December 31, 2022
BECAUSE WE'RE RICH:
500,000 people die of strep A every year. Why isn't there a vaccine? (Jerome Kim and Andrew Steer, December 31, 2022, Boston Globe)
More people die of strep A than measles, rotavirus, whooping cough, tetanus, and bacterial meningitis (all vaccine-preventable). Why? There is no vaccine.There are reasons for this absence. First, deaths from strep A in high-income countries fell after antibiotics became widely available and access to health care improved. The vast majority of yearly deaths occur in low- and middle-income countries -- nearly invisible to vaccine manufacturers in developed countries. Second, the US Food and Drug Administration imposed what was essentially a ban on further strep A vaccine testing in humans from 1970 to 2007 because testing of a poorly characterized vaccine in human subjects resulted in worse disease (despite safe testing in hundreds of thousands of people in the decades before). Third, no major vaccine company is working on a strep A vaccine.
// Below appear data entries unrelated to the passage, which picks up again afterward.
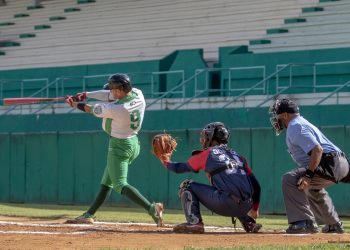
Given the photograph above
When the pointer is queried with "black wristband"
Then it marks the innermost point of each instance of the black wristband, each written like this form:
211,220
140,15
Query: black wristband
309,174
81,106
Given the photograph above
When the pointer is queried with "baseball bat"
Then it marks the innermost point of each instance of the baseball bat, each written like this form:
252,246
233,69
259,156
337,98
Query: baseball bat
29,100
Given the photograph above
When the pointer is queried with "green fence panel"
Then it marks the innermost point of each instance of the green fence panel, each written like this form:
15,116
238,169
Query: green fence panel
17,166
49,167
65,167
5,167
33,167
263,142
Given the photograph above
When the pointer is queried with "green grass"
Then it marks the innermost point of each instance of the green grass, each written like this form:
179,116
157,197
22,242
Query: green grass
306,247
122,214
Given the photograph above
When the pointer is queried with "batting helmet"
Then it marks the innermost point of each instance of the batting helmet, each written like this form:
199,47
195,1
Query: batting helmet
215,131
281,106
118,81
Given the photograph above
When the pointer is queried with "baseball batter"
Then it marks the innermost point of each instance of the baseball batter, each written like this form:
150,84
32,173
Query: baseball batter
234,190
122,112
320,164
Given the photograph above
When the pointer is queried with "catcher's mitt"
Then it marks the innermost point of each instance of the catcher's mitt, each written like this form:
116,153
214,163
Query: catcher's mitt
163,145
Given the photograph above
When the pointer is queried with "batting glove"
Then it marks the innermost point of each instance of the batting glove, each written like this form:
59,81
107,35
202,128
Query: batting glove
80,97
69,99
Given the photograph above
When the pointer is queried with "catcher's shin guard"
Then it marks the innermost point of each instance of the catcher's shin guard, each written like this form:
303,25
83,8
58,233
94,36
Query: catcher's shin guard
156,211
190,204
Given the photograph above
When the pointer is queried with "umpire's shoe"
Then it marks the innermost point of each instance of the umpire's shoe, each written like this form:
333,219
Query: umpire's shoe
334,228
156,211
302,227
85,218
188,228
249,224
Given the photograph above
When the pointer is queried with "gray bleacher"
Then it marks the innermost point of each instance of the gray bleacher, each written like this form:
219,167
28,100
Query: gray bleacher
121,31
327,26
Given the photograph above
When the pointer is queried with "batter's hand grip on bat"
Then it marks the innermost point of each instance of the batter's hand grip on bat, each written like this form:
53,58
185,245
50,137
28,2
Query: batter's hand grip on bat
30,100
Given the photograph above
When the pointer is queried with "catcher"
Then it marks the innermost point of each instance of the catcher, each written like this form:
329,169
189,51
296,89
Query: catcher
234,190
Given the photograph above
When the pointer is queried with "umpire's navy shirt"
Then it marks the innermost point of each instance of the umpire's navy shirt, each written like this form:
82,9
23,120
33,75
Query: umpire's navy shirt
302,137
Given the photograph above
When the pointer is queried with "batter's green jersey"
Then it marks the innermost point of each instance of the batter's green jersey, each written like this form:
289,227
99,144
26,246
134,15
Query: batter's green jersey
123,118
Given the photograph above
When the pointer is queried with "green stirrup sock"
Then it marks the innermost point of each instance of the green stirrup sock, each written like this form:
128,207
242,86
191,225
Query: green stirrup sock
133,194
101,197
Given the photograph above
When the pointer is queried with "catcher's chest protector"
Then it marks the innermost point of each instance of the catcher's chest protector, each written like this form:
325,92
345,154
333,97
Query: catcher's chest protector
228,172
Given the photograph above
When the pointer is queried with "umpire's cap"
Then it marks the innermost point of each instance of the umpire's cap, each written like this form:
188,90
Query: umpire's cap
286,106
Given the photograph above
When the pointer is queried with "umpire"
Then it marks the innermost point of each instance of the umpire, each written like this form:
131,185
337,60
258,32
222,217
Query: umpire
320,165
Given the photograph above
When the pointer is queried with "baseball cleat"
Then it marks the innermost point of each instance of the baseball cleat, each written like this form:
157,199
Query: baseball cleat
156,211
82,219
334,228
302,227
189,228
251,227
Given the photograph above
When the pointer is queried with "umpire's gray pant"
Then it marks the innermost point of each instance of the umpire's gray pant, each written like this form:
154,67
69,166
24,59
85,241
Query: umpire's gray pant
313,204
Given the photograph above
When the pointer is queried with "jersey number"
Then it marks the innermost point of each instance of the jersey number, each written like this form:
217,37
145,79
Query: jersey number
135,119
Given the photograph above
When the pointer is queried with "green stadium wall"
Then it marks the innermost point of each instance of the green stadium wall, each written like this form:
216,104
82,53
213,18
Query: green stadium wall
45,159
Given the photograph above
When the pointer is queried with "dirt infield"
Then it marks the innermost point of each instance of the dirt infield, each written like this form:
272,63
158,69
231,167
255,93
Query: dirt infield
23,233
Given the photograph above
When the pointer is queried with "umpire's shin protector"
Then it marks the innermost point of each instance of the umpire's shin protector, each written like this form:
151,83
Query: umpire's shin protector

Finally, funding for strep A research increased from $1 million to $16 million as of last year, but remains chronically underfunded.Strep A is a master of disguise. We are all familiar with strep throat. In North America and Europe, after a diagnostic test, penicillin is curative. Unfortunately, in under-resourced parts of the world, access to diagnosis and treatment is poor. Some children with untreated strep infections will develop inflammation of the heart and its valves, the joints, the skin, and the brain. Acute rheumatic fever may also develop. Unfortunately, future strep A infections may occur and each return further damages the heart valves. After a few decades, the heart begins to fail -- like the heart failure that we see in older people but in 20- and 30-year-olds. Rheumatic heart disease caused by strep A is a major cause of death in pregnancy and poor pregnancy outcomes (still birth, low birth weight babies) in low- and middle-income countries.